Singapore has emerged as the second most expensive place in the world to buy a house, after Hong Kong which took the top spot.
In the 2019 edition of the Global Living report by real estate firm CBRE, the top 10 for highest house prices remains relatively unchanged.
The top 4 most expensive cities maintain the same position as last year in the order of Hong Kong, Singapore, Shanghai and Vancouver.
CBRE cited positive attributes of Singapore as factors contributing to the high prices in the residential housing market. They include high quality education, safety, innovation, quality of life, health, transport and international trading.
The Singapore government had introduced cooling measures to create a downward trend in the prices over the years preceding 2017. It had been an deliberate effort to retain more of a balance between house prices and underlying economic fundamentals.
However, house prices returned to growth in 2017 due to robust underlying demand.
Further measures were introduced to cool the market and keep house price growth in check.
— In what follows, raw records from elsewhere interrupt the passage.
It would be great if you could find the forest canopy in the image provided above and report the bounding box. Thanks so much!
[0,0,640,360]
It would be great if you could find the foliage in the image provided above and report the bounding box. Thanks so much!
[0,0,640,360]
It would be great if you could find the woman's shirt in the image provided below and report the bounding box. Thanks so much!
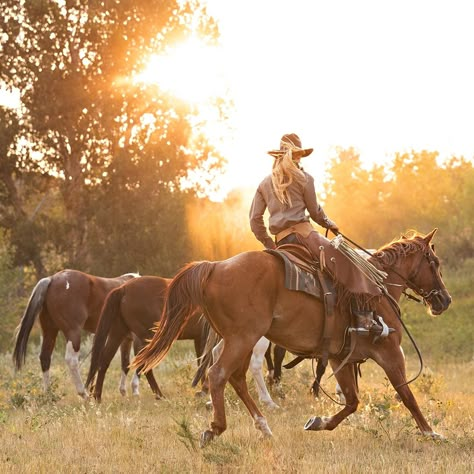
[249,170,331,248]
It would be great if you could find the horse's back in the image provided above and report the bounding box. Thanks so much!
[120,276,171,338]
[204,251,284,330]
[206,251,284,293]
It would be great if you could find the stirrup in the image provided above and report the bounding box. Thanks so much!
[349,309,377,336]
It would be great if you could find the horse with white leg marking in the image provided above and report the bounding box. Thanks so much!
[131,229,451,446]
[13,270,139,399]
[197,329,280,409]
[86,276,208,401]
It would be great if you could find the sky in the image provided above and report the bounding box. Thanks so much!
[202,0,474,196]
[3,0,474,197]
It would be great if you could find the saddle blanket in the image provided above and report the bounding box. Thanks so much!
[264,249,321,299]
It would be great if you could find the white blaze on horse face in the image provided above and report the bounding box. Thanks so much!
[65,341,89,399]
[132,372,140,396]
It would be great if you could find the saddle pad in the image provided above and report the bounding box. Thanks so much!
[264,249,321,299]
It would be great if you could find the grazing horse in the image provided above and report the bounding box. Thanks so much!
[13,270,139,399]
[86,276,208,401]
[131,229,451,446]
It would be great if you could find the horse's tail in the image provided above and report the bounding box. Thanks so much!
[191,325,221,387]
[130,262,215,372]
[13,277,52,370]
[86,286,124,388]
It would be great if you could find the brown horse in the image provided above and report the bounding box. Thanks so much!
[86,276,208,401]
[131,229,451,446]
[13,270,138,399]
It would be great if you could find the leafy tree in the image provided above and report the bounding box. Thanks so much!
[0,0,224,277]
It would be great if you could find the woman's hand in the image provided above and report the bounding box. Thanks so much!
[327,219,339,235]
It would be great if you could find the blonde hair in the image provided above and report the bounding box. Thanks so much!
[272,146,306,207]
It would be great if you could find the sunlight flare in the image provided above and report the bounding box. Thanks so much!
[136,37,226,105]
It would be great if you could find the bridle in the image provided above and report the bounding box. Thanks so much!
[334,233,441,389]
[384,249,442,305]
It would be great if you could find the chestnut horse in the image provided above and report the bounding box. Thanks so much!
[13,270,139,399]
[86,276,278,408]
[86,276,208,401]
[131,229,451,446]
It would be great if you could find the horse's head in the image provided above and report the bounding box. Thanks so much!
[407,229,451,316]
[375,229,451,315]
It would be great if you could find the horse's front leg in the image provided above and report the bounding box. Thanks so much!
[304,360,359,431]
[201,339,264,447]
[374,341,444,439]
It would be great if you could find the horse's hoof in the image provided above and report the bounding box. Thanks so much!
[304,416,324,431]
[262,401,280,410]
[423,431,447,441]
[199,430,215,448]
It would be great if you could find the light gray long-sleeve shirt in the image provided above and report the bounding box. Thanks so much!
[249,170,332,248]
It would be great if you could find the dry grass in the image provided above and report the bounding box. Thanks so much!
[0,342,474,474]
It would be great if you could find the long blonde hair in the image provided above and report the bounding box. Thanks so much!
[272,146,306,207]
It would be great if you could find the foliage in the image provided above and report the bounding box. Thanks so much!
[324,149,474,266]
[0,0,225,278]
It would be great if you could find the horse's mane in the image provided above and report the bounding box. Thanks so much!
[373,230,426,266]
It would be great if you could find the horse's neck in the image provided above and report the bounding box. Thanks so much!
[385,254,413,301]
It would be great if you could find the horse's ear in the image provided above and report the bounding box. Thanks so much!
[424,227,438,244]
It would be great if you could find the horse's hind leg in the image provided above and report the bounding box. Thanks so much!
[229,355,272,436]
[374,341,443,439]
[133,338,165,400]
[304,361,359,431]
[119,334,133,396]
[273,346,286,384]
[249,336,279,408]
[39,321,58,392]
[201,339,271,446]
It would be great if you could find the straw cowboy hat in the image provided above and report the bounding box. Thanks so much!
[268,133,313,158]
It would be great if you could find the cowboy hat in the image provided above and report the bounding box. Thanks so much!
[268,133,313,158]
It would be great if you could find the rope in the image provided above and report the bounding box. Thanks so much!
[331,234,387,287]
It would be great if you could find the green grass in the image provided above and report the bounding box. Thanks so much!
[0,341,474,474]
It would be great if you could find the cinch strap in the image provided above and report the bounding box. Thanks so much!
[275,222,314,243]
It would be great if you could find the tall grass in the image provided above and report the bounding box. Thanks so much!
[0,341,474,474]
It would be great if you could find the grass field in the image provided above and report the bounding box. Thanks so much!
[0,341,474,474]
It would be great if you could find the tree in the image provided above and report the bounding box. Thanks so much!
[0,0,224,276]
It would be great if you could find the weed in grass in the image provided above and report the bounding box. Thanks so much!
[173,418,198,452]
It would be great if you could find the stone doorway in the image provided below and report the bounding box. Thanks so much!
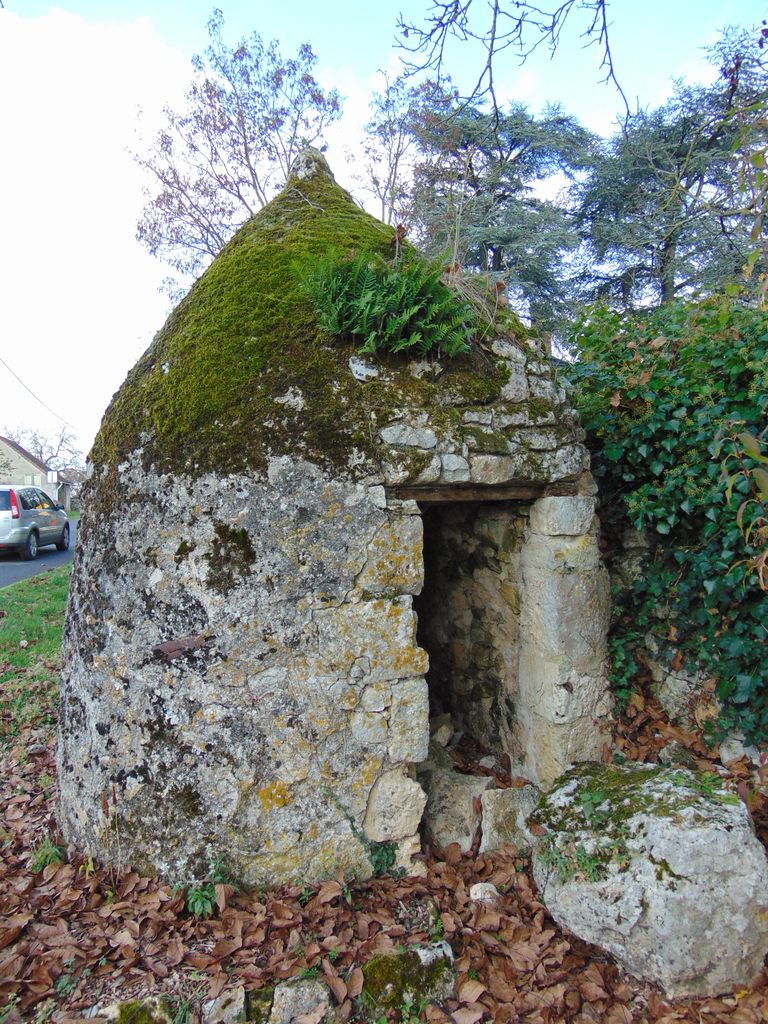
[414,502,527,761]
[414,496,610,783]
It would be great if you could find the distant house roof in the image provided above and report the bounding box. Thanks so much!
[0,436,49,473]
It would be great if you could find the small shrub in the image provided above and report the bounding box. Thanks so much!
[30,836,65,874]
[567,296,768,742]
[304,252,476,357]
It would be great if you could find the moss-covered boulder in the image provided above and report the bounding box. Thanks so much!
[360,941,456,1020]
[528,764,768,997]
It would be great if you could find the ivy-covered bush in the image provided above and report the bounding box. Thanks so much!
[304,252,476,356]
[566,296,768,741]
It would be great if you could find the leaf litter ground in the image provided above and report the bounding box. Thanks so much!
[0,585,768,1024]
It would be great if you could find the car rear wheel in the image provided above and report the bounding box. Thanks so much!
[22,530,38,562]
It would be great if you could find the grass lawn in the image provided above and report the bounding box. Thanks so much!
[0,565,70,746]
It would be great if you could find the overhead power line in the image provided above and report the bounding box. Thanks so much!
[0,356,75,430]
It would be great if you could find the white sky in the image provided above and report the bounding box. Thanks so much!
[0,0,768,451]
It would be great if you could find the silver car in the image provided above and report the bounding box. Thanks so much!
[0,484,70,561]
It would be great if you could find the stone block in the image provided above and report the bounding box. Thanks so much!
[379,423,437,449]
[532,765,768,998]
[528,495,597,537]
[417,744,493,853]
[362,768,427,843]
[480,785,541,853]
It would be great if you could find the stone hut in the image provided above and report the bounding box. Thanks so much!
[58,151,610,885]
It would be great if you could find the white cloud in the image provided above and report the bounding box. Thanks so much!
[0,10,189,446]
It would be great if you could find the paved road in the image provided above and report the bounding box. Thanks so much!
[0,519,77,587]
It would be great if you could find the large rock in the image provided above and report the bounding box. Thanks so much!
[418,742,494,853]
[530,765,768,997]
[480,784,541,853]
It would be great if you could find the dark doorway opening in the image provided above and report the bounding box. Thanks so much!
[414,502,526,759]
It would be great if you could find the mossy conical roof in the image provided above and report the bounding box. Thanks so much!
[91,151,512,476]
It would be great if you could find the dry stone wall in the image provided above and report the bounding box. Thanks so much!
[58,148,609,885]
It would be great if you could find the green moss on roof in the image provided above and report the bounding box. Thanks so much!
[91,153,518,476]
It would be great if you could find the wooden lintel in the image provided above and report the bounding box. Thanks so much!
[387,482,578,504]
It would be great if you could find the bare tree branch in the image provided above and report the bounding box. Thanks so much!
[397,0,630,116]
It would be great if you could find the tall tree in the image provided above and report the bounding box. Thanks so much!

A 5% increase in stamp duty was imposed second home purchases, in addition to a 5% lowering of loan-to-value (LTV) limits. Foreign buyers without a permanent residency must now pay stamp duty of 20% instead of 15%. These new measures already appear to be having an effect. but economic fundamentals remain strong. GDP growth was 3.6% in 2017, with projected growth of 3.3% in 2018.
CBRE predicts that despite the cooling measures, price growth is expected to remain flat or slightly positive underpinned.